The owner of a string of major brands including Coral, Ladbrokes, bwin, PartyPoker and Sportingbet, the London Stock Exchange listed company has hit the industry headlines once again, courtesy of a big move into central Europe.
Having already splashed out £729m on the Dutch company BetCity in June 2022, Entain have now set their sights on the Croatian market.
£600 Million Deal
Joining forces with the Czech-based investment firm EMMA Capital to create Entain CEE – with Entain owning 75% of the new company – the betting titan has negotiated a £507m deal to purchase a majority stake in Supersport. Based in the capital of Zagreb, Supersport boast a share of the domestic betting market which already exceeds 50%. Now falling under the powerful Entain umbrella, hopes will be high that this share can be built upon significantly.

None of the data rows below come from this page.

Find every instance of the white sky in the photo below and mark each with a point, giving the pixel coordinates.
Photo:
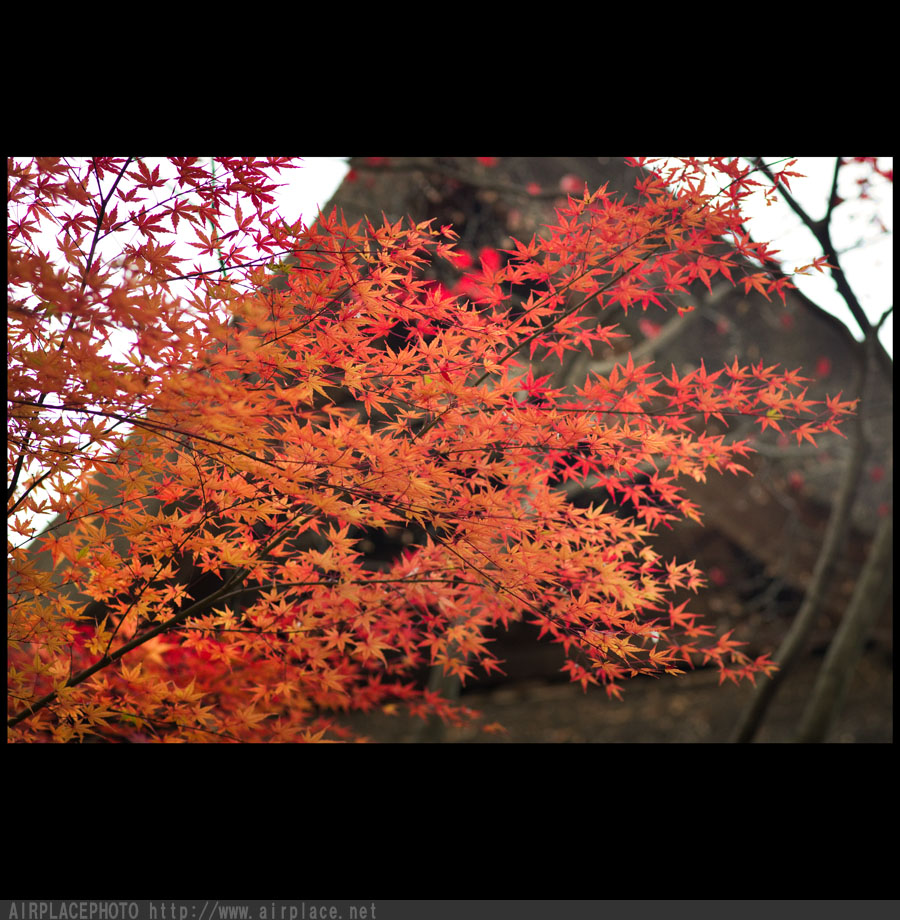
(867, 256)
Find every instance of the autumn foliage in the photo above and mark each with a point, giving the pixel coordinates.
(312, 384)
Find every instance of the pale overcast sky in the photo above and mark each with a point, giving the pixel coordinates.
(867, 255)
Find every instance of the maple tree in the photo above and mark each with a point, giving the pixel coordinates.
(315, 383)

That projected positive performance has been structured into the purchase agreement, with the final £93m of the price being dependent upon Supersports earnings in the current financial year.
This latest deal continues the recent expansion strategy of Entain, following the purchases of Latvian firm Klondaika and Polish operator Totolotek, and a successful venture with MGM which has granted the company a firm footing in the booming US market.
Positive Performance in Difficult Times
That Entain are able to employ such an expansive strategy amid a seemingly unfavourable global financial climate may come as a surprise to some. There is however an old maxim that the gambling industry is one of the most recession-proof of all, and Entain at least seems to be proving that adage true.
Bolstered by a highly impressive rebound in the much-maligned retail outfits, Entain’s first half results saw a 19% increase in net gaming revenues, with performance in the UK and Italy being particularly strong.
The picture wasn’t entirely rosy though, as following a sequence of expansion in 23 quarters up to the end of 2021, the company reported a fall in digital gaming revenues. This drop-off can likely be easily accounted for by a lifting of lockdown measures around the world, heralding a shift of punters from online, back to the high street. It does nevertheless illustrate that Entain – and the industry as a whole – can’t afford to take their eye off the ball, particularly in the face of a looming cost of living crisis and more stringent affordability checks in the UK.
The company are of course acutely aware of these difficulties; an extract from a statement to its investors reading, “The current economic pressures, increasing rates of inflation and increasing energy costs are a cause for concern for many consumers,” and, “Whilst the group considers itself as relatively resilient to the impacts of economic pressures, it is not immune. The directors continue to be vigilant of the economic backdrop.”
With this latest acquisition and the company’s impressive record of consistent success, Entain is better placed than most to ride out the financial turbulence.